Businesses Near Methane Leak Can’t Sue for Lost Profits

LOS ANGELES (CN) – A California appeals court has ruled that SoCalGas had no duty of care to businesses dealt a crushing economic blow when thousands of families fled a Los Angeles suburb after a massive methane gas leak.

The state’s Second Appellate District ruling, issued Friday, reverses a lower court’s finding that the seven businesses should be allowed to make their case to recover damages for the toll on the local economy after the leak at the Aliso Canyon Storage Facility. The environmental disaster began in October 2015, and families within a five-mile radius of the facility relocated.

After Judge John Shepard Wiley’s ruling, SoCalGas filed an objection at the appeals court arguing it owed no duty of care to the businesses under counts of strict liability, negligence and negligent interference with prospective economic advantage.

In Friday’s ruling, Orange County Superior Judge Kim Garlin Dunning, assigned to the appeals panel for this case, found SoCalGas was not liable for economic losses because the businesses had failed to establish a “special” or transactional relationship with the energy company.

The businesses did not claim any loss tied to a person or property, instead suing for negligence for economic loss alone.
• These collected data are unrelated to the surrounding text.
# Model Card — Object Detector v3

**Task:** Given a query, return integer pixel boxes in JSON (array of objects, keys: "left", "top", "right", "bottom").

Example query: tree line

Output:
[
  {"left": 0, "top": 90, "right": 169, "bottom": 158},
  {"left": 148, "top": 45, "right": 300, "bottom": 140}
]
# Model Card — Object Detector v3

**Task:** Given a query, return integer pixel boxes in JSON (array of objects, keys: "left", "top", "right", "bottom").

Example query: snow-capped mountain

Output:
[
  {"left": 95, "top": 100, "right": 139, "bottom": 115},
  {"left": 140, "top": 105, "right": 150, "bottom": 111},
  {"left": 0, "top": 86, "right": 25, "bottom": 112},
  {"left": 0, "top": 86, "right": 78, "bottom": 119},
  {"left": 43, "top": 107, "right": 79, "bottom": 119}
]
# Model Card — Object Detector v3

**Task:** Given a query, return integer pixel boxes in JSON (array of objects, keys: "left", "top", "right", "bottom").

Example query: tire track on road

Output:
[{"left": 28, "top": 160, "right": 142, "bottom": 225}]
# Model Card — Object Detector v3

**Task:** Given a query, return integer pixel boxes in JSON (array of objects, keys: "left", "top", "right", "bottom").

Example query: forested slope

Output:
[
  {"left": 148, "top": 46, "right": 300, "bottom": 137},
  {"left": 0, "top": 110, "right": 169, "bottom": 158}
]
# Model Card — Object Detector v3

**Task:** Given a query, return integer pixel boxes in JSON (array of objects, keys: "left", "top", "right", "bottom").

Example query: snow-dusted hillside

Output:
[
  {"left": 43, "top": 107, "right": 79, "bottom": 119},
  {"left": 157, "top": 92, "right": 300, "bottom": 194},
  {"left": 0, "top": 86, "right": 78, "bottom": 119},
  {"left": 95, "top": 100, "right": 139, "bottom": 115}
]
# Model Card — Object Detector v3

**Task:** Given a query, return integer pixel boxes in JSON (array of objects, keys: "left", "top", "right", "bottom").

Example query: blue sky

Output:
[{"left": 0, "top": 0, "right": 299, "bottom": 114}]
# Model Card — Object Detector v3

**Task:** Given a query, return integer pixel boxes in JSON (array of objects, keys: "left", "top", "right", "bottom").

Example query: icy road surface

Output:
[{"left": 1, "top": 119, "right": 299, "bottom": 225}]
In such cases, recovery of damages is “limited to situations where a transaction between the defendant and another was intended to directly affect the plaintiff (a third party), whose economic loss was a foreseeable consequence of the defendant’s negligence,” Dunning wrote.

“Without personal injury, property damage or a special relationship, the general rule that precludes business plaintiffs from recovering for pure economic losses under a negligence theory remains viable,” Dunning wrote in the 2 to 1 decision.

Second Appellate District Associate Justice Lamar Baker wrote in a dissent that the businesses might have been able to make their case with a more developed record and that the ruling was premature.

“I think it is quite possible that some – but certainly not all – of the businesses in a five-mile radius from the Aliso Canyon Storage Facility are situated such that Southern California Gas Company owed them a duty of care,” Baker wrote. “In other words, I believe some businesses in the immediate geographic area of the gas leak could have a special dependence on that area such that harm to them would be foreseeable to Southern California Gas Company in a way it would not with respect to many other businesses in the area.”

Acting Presiding Justice Sandy Kriegler joined Dunning’s 21-page opinion.

On Oct. 23, 2015, SoCalGas discovered a ruptured gas well at its Aliso Canyon storage field in the northwest San Fernando Valley which overlooks Porter Ranch.

The leak displaced thousands in the nearby communities of Porter Ranch, Chatsworth, Granada Hills and Northridge. Residents said they suffered from headaches, dizziness, skin conditions, nosebleeds and nausea, aches, pains, and fatigue following the leak.  SoCalGas insisted that the gas from the leak was not harmful. Tens of thousands of people have pending claims against the energy company.

Some 100,000 metric tons of invisible greenhouse gas misted into the air before SoCalGas finally plugged the well 100 days later, nearly the equivalent to carbon dioxide pollution from burning 1 billion gallons of gasoline, according to the California Environmental Protection Agency Air Resources Board.

The ruptured well at Aliso Canyon was built in 1979, and the utility knew the subsurface well was damaged and needed to be repaired, according to court documents. Replacing or repairing the valve would have been a relatively low-cost endeavor but SoCalGas let the well age to the point where it was vulnerable to a catastrophic blowout, authorities found.